Full state funding required for $26 million SMBI marine infrastructure

Redland City Council has called for full state funding to upgrade the Southern Moreton Bay Island ferry terminals to provide a safer more reliable service to residents.

Redland City Mayor Karen Williams said public transport was operated and funded by the State Government and as a result it was appropriate for the State Government to fund the $26 million needed to upgrade the ferry terminals for safety reasons and to meet Federal DDA compliance.

“The original ferry terminals were constructed by the State and then transferred to Council sometime in the 1990’s and since then ratepayers have been paying for their upkeep.

“Today’s decision makes it clear that going forward the State should fund the capital cost, as well as owning and maintaining the completed ferry terminals.

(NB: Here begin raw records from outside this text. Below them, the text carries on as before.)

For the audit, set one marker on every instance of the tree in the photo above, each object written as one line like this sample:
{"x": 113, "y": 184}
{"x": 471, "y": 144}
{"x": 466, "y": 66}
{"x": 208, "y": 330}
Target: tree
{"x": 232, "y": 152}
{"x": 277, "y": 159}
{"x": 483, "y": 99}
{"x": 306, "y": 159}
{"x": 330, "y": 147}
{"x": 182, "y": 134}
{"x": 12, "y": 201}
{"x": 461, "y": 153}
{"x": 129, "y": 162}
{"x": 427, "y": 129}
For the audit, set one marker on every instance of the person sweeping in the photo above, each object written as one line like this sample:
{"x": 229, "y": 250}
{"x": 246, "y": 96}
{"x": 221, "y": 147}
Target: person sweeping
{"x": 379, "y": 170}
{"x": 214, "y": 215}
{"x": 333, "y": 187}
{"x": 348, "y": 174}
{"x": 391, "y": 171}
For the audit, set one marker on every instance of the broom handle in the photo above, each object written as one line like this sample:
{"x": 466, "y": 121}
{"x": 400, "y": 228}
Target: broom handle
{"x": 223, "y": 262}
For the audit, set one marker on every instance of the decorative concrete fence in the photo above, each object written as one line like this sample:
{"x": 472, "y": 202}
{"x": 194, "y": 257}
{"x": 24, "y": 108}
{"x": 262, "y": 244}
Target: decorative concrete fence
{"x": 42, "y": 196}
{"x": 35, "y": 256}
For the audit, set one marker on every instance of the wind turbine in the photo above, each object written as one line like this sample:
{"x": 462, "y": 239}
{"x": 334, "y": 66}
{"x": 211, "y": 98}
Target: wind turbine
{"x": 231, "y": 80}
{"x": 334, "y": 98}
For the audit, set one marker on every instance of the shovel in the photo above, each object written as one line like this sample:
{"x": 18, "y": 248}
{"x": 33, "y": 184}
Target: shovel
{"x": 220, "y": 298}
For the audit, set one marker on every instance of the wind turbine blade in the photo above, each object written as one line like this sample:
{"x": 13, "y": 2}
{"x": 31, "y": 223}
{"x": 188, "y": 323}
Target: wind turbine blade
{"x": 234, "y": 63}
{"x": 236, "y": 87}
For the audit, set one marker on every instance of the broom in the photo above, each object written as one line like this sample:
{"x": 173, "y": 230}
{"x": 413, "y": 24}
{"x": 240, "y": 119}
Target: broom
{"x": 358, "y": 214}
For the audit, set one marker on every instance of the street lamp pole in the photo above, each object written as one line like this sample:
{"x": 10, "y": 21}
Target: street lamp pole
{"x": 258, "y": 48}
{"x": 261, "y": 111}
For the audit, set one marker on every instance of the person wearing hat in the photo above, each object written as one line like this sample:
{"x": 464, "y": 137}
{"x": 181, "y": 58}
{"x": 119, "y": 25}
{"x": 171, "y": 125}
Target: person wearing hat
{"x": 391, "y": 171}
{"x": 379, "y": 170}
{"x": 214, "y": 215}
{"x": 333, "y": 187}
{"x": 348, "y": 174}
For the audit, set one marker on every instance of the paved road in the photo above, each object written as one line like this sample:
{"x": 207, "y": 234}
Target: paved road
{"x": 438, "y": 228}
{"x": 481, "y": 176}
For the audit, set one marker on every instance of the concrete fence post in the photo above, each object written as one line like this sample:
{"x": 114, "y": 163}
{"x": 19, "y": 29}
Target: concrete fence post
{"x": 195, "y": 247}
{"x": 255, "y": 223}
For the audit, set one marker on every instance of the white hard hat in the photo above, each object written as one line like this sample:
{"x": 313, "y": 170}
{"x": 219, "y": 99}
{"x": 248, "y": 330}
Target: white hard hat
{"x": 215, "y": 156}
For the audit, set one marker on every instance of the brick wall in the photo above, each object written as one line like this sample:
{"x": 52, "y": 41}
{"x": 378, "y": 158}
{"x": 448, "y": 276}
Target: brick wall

Cr Williams said Redland City Council was the only Queensland Local Government Authority with ongoing responsibility for ferry terminal infrastructure on regulated Translink ferry routes (excluding Brisbane City Council).

“Apart from the precedent of State responsibility for public transport facilities, the reality is that Council does not have access to public infrastructure funding necessary to meet SMBI ferry infrastructure replacement costs; it would financially cripple out ratepayers.

“It is important to note that there is already a substantial cost to Redland ratepayers of landside works to connect this infrastructure, and that is important in the business case consideration.

“Council will continue to construct and maintain landside infrastructure such as car parks and connecting roads.”

“Redland ratepayers are currently investing $6 million in the Macleay Island Foreshore carpark is an example of landside terminal access and parking improvements Council currently funds.

“While the Weinam Creek bus ferry terminal facility has been funded by the state, there remains a major public infrastructure investment requirement for the surrounding public parking area that Council is looking to address.

Cr Karen Williams said Council has been working in partnership with the State Government for over two years to develop a business case for the much needed upgrade of the ageing terminals.

“We have appreciated this working partnership and recognition that the ferry terminals are ageing, in poor condition, overcrowded and unable to meet rising demand and lack amenity including mandated modern disability standards,“ Cr Williams said.

“The SMBI ferry terminals, located at Russell, Macleay, Lamb and Karragarra Islands, are an amalgam of jetty, pontoon and gangway structures.

“Their replacement with modern and future proof infrastructure is fundamental to our SMBI community who have been actively involved in planning for new amenities.

“This has included studies, community and stakeholder consultation, and the development of concept design.

“We are not walking away from SMBI – we are walking with them on this fundamental issue.

“We will continue to honour the current arrangement and our absolute commitment to the SMBI, and sincerely hope that the partnership with the State will continue and they will respond positively with much needed support to meet the aspirations of these important island communities.”